Le 9 août 2022, la Russie avait annoncé suspendre les inspections américaines prévues sur ses sites militaires dans le cadre du traité, assurant agir en réponse à des entraves américaines aux inspections russes similaires aux Etats-Unis. Alors que le ton était un peu retombé après les menaces d’une frappe nucléaire de la Russie dans sa guerre contre l’Ukraine, une réunion avait été prévue du 29 novembre au 6 décembre 2022 au Caire pour discuter d’une possible reprise des inspections. Mais la veille de la réunion, Moscou avait annoncé son report sine die, accusant Washington d’«hostilité» et de «toxicité». Le 1er février 2023, la Russie ont accusé les Etats-Unis d’avoir «détruit le cadre juridique» du traité.

Pour autant, le fait que Moscou ait décidé de suspendre sa participation au traité, plutôt que de s’en retirer complètement, peut apparaître comme une preuve de son attachement à ces textes. «Le conflit met en présence de facto des puissances nucléaires. En tout cas, vu de Moscou, les Etats-Unis participent à cette guerre. Il n’est pas impossible que la visite de Biden ait pu être une des motivations de l’annonce de cette suspension, expose Isabelle Facon. Mais la suspension n’est pas un retrait. Moscou veut peut-être laisser la porte entr’ouverte pour le cas où les choses s’arrangent. Ou plus sûrement, “stimuler” les acteurs qui, en Europe ou aux Etats-Unis, parce qu’ils sont sensibles au risque d’escalade dans ce conflit et inquiets du détricotage de l’architecture de désarmement, appellent au lancement rapide de négociations pour mettre fin au conflit», ajoute-t-elle.

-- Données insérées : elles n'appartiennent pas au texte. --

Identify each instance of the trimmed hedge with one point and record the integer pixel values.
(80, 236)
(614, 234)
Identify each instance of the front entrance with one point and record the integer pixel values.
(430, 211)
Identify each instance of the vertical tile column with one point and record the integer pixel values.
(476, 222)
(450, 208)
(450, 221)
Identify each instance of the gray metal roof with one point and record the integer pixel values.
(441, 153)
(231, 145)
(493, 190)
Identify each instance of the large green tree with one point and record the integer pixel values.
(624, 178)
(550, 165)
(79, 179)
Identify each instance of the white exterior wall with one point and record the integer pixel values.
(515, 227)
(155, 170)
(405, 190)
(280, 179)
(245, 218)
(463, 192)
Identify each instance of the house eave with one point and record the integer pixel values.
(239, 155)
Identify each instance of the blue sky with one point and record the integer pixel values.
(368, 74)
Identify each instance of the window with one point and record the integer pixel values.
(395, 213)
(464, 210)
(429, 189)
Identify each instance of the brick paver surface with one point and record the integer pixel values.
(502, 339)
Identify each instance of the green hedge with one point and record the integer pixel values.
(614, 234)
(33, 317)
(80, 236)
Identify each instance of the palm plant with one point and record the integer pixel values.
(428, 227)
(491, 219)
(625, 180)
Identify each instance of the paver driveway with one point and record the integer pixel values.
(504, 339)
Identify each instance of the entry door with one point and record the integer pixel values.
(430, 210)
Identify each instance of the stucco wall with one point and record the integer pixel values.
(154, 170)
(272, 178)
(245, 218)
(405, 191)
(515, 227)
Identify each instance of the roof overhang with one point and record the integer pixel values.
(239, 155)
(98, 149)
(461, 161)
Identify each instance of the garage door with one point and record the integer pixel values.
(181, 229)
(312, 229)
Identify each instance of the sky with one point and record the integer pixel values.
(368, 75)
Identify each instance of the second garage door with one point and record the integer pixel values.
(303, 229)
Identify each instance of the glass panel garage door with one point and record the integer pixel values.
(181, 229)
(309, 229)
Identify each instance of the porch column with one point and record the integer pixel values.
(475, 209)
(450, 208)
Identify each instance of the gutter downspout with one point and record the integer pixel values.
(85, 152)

De son côté, le gouvernement britannique a appelé mardi Vladimir Poutine à revenir sur sa «décision irréfléchie», invoquant que «le contrôle des armements est vital pour la sécurité de notre planète». La France, par le biais du ministère des Affaires étrangères, a demandé à la Russie de «faire preuve de responsabilité et à revenir au plus vite sur son annonce de suspension», avant de rappeler que «le traité New Start constitue un instrument essentiel de l’architecture internationale de maîtrise des armements nucléaires et de stabilité stratégique».